NSF/JISC Repositories Workshop
Michael L. Nelson,
Old Dominion University
April 2, 2007
Download: PDF Version WORD
version
When tasked to consider if "data-driven science is becoming
a new scientific paradigm – ranking with theory, experimentation,
and computational science", I considered both positions
carefully. Ultimately, I arrived at the old adage concerning
ignorance vs. apathy: I don't know and I don’t
care.
It may in fact be a legitimate, new, fourth scientific paradigm. Or
it could be an extension to and radical transformation of the
existing paradigms of theory, experimentation and computation. Classifying
the impact of the vast quantities of data on the scientific
process makes for an interesting epistemological exercise,
but in practice I suspect it just doesn't matter. The
reality is that science is becoming data-driven at a scale
previously unimagined. The ubiquity of access and volume
of data will fundamentally transform the scientific process. Rather
than debate the classification of this phenomenon, I think
it is more profitable to focus on the challenges that it presents.
Rudolphine Tables
Data-driven science is not necessarily new – a compelling
argument can be made that Tycho Brahe and his assistant Johannes
Kepler were doing data-driven science, at least by the scale
of their time. Kepler published the Rudolphine Tables
in 1627, some 26 years after Brahe's death. The
tables were a catalog of stars and planets and were largely
based on Brahe's observations, which were considered
to be the most accurate and detailed of the time. The
Rudolphine Tables formed the core of the data that Kepler used
to derive his laws of planetary motion. That the Rudolphine
Tables were published at all is amazing: significant infrastructure
costs (in the form of purpose-built observatories), professional
jealousy, intellectual property restrictions, and political
and religious instability dominate its story. Given the
historical context, the cost, scale and legal and social concerns
involved in the Rudolphine Tables would seem to place it on
par with, say, the Google Books project today.
What Drives Advancement?
I spent 11 years at NASA Langley Research Center. During
this time, I learned two important things concerning aeronautics:
the pointy end goes first[1],
and the somewhat counter-intuitive idea that advances in air
frames are largely driven by advances in propulsion systems
(what you and I would call "engines"). The
idea is that air frames evolve to a point where engines are
the limiting factor. It is not until the engines become
appreciably more {efficient|powerful|compact} than previous
engines that the entire aircraft and its deployment profile
can advance.
Data is the engine that drives all scientific paradigms. The
scientific paradigms can be differentiated by the amount of
data they produce and consume:
- Theory: the primary scientific paradigm; requires little
in the way of resources or data to construct models.

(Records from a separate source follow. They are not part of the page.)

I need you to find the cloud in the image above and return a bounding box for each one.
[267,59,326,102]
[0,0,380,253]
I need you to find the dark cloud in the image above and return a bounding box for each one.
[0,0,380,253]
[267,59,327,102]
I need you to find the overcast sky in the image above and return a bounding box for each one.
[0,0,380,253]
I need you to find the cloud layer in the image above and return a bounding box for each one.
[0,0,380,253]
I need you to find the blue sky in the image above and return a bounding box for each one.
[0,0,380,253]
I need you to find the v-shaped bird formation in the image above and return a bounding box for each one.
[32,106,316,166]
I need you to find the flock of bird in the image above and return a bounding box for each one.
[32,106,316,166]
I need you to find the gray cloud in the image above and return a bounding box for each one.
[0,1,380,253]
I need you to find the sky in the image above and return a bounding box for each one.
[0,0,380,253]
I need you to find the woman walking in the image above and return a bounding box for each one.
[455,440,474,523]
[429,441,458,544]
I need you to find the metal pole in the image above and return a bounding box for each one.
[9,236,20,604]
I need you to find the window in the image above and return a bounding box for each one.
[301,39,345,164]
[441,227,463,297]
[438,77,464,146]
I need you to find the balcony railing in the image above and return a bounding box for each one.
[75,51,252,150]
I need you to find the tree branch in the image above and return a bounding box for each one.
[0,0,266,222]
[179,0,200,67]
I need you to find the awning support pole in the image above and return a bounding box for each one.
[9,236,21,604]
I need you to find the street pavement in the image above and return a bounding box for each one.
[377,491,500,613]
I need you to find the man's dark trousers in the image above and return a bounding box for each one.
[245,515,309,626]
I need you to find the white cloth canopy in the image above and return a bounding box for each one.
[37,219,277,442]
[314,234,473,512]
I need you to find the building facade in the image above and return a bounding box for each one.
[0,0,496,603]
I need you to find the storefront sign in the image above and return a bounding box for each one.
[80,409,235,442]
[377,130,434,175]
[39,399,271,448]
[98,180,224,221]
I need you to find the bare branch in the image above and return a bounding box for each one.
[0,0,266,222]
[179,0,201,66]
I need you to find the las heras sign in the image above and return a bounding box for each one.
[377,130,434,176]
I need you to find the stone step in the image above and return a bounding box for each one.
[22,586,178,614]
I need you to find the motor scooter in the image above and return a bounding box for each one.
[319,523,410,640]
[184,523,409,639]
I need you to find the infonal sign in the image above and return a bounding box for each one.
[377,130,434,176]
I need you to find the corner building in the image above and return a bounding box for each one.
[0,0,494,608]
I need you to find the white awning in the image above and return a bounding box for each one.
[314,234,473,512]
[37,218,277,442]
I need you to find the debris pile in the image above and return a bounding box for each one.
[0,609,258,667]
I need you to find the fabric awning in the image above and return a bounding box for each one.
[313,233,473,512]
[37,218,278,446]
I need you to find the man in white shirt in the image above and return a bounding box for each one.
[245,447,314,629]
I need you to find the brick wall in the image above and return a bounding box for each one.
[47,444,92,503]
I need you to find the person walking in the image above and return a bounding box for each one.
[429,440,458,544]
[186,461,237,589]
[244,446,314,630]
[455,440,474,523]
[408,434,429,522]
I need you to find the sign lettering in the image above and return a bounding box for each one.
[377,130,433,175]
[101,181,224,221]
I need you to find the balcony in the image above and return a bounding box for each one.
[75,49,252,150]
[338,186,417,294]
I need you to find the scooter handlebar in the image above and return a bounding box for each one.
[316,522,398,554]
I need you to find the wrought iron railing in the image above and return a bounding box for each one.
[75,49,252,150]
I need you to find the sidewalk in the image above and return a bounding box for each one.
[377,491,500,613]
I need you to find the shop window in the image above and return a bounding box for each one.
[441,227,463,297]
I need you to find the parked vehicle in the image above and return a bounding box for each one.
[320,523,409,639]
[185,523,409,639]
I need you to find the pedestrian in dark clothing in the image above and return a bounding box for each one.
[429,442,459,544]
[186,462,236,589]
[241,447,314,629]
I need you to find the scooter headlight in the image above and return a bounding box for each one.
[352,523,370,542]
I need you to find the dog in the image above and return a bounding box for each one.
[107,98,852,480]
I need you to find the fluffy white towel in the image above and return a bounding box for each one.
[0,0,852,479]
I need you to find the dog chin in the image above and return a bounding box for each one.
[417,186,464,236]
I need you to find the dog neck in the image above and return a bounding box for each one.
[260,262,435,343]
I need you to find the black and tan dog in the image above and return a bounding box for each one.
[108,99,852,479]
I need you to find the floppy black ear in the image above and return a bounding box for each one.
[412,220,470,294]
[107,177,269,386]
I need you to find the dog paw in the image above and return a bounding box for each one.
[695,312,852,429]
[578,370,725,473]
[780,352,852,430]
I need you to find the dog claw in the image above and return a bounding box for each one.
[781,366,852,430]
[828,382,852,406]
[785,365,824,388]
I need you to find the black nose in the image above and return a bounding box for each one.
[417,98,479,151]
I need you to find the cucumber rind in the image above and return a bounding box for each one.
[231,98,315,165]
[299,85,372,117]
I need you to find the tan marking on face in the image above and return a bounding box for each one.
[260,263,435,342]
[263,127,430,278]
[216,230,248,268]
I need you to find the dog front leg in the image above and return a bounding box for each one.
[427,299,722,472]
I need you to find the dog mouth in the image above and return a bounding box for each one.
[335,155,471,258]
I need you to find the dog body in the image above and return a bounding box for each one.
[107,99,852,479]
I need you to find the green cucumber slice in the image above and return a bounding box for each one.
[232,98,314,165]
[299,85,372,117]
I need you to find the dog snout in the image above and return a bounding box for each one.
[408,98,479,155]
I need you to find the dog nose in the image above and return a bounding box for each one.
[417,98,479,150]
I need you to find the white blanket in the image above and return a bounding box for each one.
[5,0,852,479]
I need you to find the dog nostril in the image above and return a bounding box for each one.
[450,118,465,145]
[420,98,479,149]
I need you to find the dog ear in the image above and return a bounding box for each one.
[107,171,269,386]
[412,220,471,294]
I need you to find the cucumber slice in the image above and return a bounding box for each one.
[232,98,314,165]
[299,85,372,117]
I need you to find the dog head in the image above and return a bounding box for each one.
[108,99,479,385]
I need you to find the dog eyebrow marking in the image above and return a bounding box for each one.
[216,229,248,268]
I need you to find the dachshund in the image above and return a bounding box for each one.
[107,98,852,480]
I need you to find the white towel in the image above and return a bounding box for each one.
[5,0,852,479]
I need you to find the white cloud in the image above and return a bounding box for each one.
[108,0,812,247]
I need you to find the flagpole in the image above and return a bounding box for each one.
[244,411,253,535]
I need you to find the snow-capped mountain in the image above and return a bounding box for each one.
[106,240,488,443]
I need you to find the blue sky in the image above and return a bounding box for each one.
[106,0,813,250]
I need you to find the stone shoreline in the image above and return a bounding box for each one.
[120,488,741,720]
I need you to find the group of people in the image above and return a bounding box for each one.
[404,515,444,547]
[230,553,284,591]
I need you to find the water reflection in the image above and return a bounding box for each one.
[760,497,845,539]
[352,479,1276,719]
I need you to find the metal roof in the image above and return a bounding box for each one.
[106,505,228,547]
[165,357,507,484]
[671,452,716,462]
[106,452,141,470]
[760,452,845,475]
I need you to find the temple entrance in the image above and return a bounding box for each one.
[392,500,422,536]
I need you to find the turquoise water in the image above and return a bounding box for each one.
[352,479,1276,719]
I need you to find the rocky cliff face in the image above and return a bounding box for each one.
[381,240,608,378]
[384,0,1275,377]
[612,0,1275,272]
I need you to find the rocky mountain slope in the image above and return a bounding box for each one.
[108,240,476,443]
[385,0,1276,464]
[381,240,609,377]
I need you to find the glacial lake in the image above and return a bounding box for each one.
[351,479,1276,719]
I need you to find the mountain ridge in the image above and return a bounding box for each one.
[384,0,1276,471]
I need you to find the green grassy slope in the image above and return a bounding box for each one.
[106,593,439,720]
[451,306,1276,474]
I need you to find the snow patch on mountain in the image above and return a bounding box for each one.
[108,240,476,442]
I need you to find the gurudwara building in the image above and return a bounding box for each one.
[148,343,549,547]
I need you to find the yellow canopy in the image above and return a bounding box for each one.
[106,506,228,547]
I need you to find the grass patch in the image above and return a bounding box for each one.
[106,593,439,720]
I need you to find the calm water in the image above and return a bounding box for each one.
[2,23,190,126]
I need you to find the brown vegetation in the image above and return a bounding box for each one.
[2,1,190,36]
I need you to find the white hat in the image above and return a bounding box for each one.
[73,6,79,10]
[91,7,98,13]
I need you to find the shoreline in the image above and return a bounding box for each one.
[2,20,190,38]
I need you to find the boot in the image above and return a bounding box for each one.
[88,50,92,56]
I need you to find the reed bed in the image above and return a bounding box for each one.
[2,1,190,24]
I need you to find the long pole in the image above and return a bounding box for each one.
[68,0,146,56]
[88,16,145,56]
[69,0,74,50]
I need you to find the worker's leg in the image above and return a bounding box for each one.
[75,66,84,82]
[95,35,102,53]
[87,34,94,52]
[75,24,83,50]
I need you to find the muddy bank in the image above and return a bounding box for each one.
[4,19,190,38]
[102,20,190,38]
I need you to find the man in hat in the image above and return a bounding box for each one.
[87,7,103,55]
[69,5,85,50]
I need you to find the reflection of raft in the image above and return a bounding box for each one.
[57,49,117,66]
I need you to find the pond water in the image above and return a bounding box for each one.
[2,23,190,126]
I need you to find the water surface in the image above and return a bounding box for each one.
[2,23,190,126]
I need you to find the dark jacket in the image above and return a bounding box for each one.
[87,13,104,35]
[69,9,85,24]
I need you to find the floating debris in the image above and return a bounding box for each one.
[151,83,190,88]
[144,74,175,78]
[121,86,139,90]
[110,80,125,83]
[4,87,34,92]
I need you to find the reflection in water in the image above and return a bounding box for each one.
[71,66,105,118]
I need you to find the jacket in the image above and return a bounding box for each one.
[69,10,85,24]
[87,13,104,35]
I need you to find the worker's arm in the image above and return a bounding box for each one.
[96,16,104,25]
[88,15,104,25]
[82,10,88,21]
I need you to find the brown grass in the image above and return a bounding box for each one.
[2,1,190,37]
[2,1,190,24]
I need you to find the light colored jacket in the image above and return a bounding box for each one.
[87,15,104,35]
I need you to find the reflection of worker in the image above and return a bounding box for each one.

- Experimentation: the use of apparatus, artifacts and observation
to test theories and construct models.
- Computation: arguably a specialization of experimentation,
with the tools focused around the unique opportunities provided
by numerical techniques afforded by computers.
At each level, increasing amounts of data are required. It
could be argued that more data makes each successive level
possible (e.g. from theory to experimentation), or it could
be argued that a significant enough change in the volume and
kind of data warrants its own description (as computation can
be seen as a form of experimentation). The existence
of volumes of data alone does not constitute science, and although
I cannot imagine a use of this data that does not fit into
one of the three categories that does not mean that a new use
does not exist.
Challenges
There has probably always been an implicit demand in the scientific
endeavor for the scale of data we currently enjoy. We
may lack the historical context to fully judge the transformation
and advances available from this unprecedented level of access,
but I will assume that that the benefits are real and numerable. Instead,
I would like to focus on how the challenges created by this
new scale of data-driven science.
The definition and dynamics of the scientific artifact are
changing.
The scholarly communication process is optimized for information
artifacts of a certain size and description. Books, journals,
proceedings and reports have a self-contained nature that facilitates
publishing, distribution and long-term preservation. The Rudolphine
Tables may have been an early example of data-driven science,
but observations of some 1000 objects were easily expressible
in book form. Software, data sets, multimedia and the
like do not neatly fit into the existing practices and are
treated as second-class artifacts. Books with long missing
CD-ROMs, papers riddled with 404 URLs and quaint phrases like
"contact the authors for the complete data set" capture
the difficulty the current processes have with the increasing
volume and types of data supporting their endeavor. While the
scientific process is becoming more data-driven, the scholarly
communication process continues much as it has been for hundreds
of years, the process largely automated but still functionally
unchanged[2]. We must account for the increasing amount of
scientific data and associated artifacts that go uncollected
by the current communication process.
Information may want to be free, but data is not as driven.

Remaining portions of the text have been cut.